Or – “There’s A Guy Here Asking To Be Paid, Said Something About The Children?”

Scott Summers learns the price of hubris, while Hope Summers comes into her own…  Your Major Spoilers review awaits!

Writer: Jason Aaron/Brian Michael Bendis/Ed Brubaker/Matt Fraction/Jonathan Hickman
Scripter: Ed Brubaker
Penciler: Adam Kubert
Inker: John Dell
Cover Artist: Jim Cheung & Justin Ponsor/Adam Kubert & Justin Ponsor/Nick Bradshaw & Marte Gracia
Colorist: Laura Martin w/ Larry Molinar
Letterer: Chris Eliopoulos
Editor: Tom Brevoort
Publisher: Marvel Comics
Cover Price: $3.99

Previously, in Avengers Vs. X-Men:  The Phoenix Fivesome is down to a gruesome twosome, as Namor, Colossus and Magik have all been defeated.  Their power, however, has been redistributed to Cyclops and The White Queen, each of whom has found themselves even more unstable than before.  Cyclops, for his part, has had quite enough of the Avengers and their pesky “not dying” thing, and has gone to K’un Lun to clear up the whole superhero war for good.  Will he end up as the Lonesome Mesome?  Not if the remaining Avengers have anything to say about it…

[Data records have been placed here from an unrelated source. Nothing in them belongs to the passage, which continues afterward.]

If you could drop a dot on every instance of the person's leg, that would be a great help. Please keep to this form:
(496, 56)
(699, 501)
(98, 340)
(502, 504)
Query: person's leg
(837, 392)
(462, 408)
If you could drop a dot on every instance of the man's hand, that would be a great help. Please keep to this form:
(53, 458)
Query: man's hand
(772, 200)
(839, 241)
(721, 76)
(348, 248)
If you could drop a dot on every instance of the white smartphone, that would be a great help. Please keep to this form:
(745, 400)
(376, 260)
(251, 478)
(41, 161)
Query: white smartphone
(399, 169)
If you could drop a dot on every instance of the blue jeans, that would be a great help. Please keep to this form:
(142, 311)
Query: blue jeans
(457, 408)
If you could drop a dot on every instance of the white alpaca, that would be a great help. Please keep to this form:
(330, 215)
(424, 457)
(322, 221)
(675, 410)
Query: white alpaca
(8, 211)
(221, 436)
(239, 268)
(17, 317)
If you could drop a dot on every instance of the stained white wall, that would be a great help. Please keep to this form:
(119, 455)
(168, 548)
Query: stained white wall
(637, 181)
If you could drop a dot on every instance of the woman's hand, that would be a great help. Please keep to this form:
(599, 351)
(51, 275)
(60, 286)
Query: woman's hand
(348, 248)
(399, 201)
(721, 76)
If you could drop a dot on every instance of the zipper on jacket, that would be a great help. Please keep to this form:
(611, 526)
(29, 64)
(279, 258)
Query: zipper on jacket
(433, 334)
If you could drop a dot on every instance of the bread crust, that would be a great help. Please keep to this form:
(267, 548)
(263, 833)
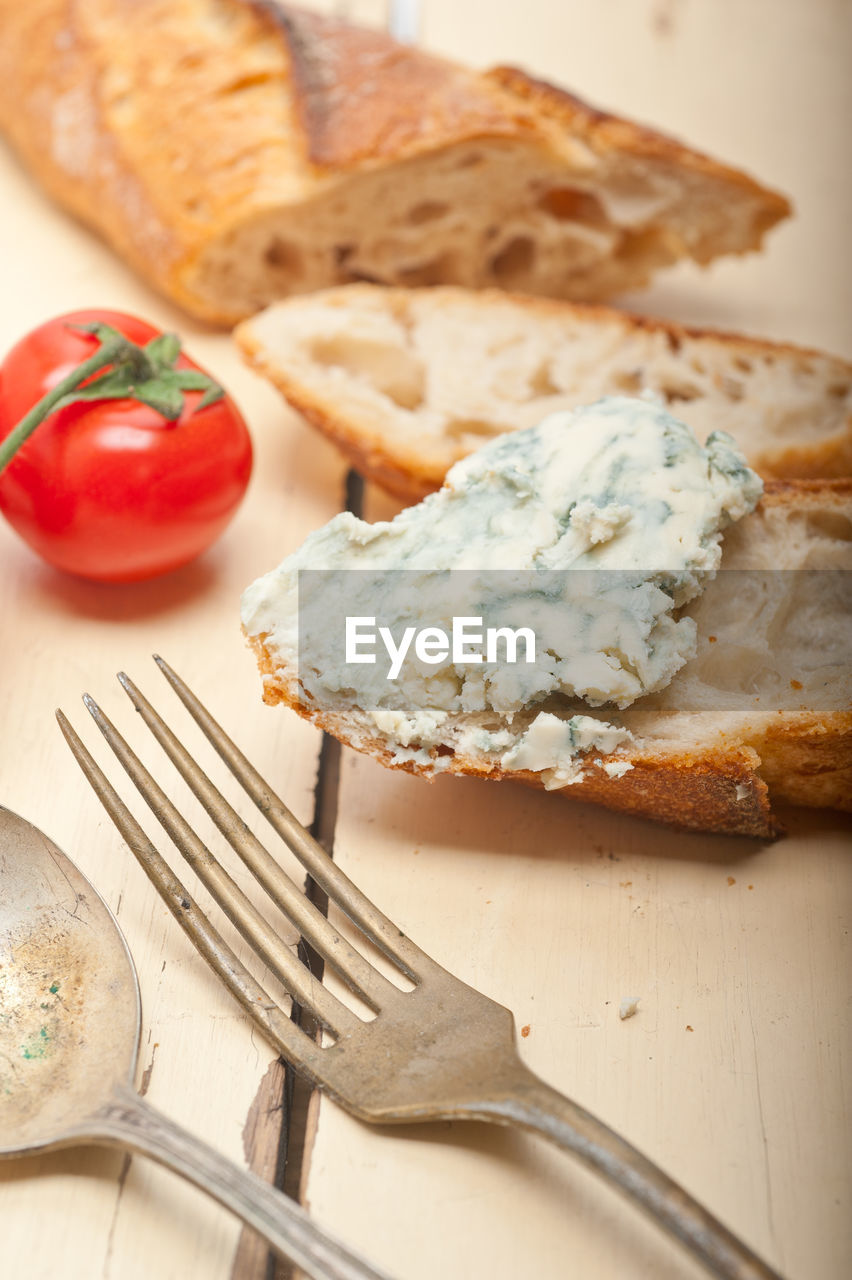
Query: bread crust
(411, 475)
(170, 126)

The issue opens with a sequence that it truly disturbing, not just because one of Marvel’s oldest heroes is attacking his own adopted granddaughter with the power of a living sun, but because of the clear change in Cyclops’ usual staid and boring character.  He openly mocks Iron Fist’s power, and brutally disposes of any Avengers that cross his path with open contempt, slapping down Iron Fist, The Thing and Thor like tenpins.  Back on Utopia, Emma Frost is likewise having control issues, enforcing her will upon all the mutants, and even forcing Magneto to her will.  It’s a very effective use of actions in place of words, especially when Iron Man goes in all guns ablaze, fightin’ and fightin’ with repulsor rays…

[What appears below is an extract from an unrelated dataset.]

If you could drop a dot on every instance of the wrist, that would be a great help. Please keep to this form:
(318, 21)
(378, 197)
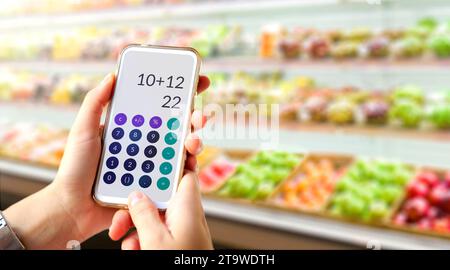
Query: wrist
(40, 221)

…and gets his tin-plated tuchas handed to him.  Cyclops stalks the mystical city, yelling for Hope the way Luther yelled for the Warriors to come out and play, finding his only threat in the power of Shao Lao the Undying, the dragon whose energies power the Iron Fist!


I do like the use of Marvel history here, even if I’m not 100% onboard with the intertwining of the history of the Phoenix and the Iron Fist, and the Dragon gets in the first meaningful hits on Cyclops.  From a visual standpoint, the issue is well-choreographed overall, and Adam Kubert’s Shao Lao is quite impressive.  Sadly, his humans figures (especially Hope and Wanda Maximoff) suffer from a bad case of facial-feature creep, and the expressions throughout the issue are pretty much either completely placid or psychotic rage.  I do like the way the issue ends, with a suddenly reversal of fortune for the Mighty Avengers, and a scene that almost makes the K’un Lun retcon cool for me, and I’m left strongly anticipating next issue as the crossover machine finally grinds down to a halt.  I’m very much hoping that Marvel editorial doesn’t try to just sweep this whole thing under the carpet, as the actions of the Phoenix Five are getting more and more unforgivable, and Cyclops isn’t going to be able to just flip his hair and forget that all of this happened.


This has been a pretty enjoyable crossover event for me, and there have been some very enjoyable moments throughout, including a couple that should have long-term, meaningful effects for the Marvel U.  I truly hope that actually happens in the next couple of issues, but the Next Big Thing is already in motion at Marvel, and the solicits make it clear who wins and who loses the big picture game.  Still, as someone said, it’s the journey, not the destination that matters, and there’s still a chance to make this trip unforgettable, if the creators have the guts to pull it off.  Avengers Vs. X-Men #10 loses points in the dismount, but manages to pull of a couple of impressive moments, earning a still-impressive 3.5 out of 5 stars overall. 

Rating: ★★★½☆


About Author

Once upon a time, there was a young nerd from the Midwest, who loved Matter-Eater Lad and the McKenzie Brothers... If pop culture were a maze, Matthew would be the Minotaur at its center. Were it a mall, he'd be the Food Court. Were it a parking lot, he’d be the distant Cart Corral where the weird kids gather to smoke, but that’s not important right now... Matthew enjoys body surfing (so long as the bodies are fresh), writing in the third person, and dark-eyed women. Amongst his weaponry are such diverse elements as: Fear! Surprise! Ruthless efficiency! An almost fanatical devotion to pop culture! And a nice red uniform.


  1. Isn’t Shao Lao the dragon you summon by gathering all seven of his balls together? (If you don’t get the reference, you should read more manga)

  2. “Isn’t Shao Lao the dragon you summon by gathering all seven of his balls together?”

    No. Shao Lao the Dragon is what Leroy became after Shonuff asks him, “Who’s the master?!?”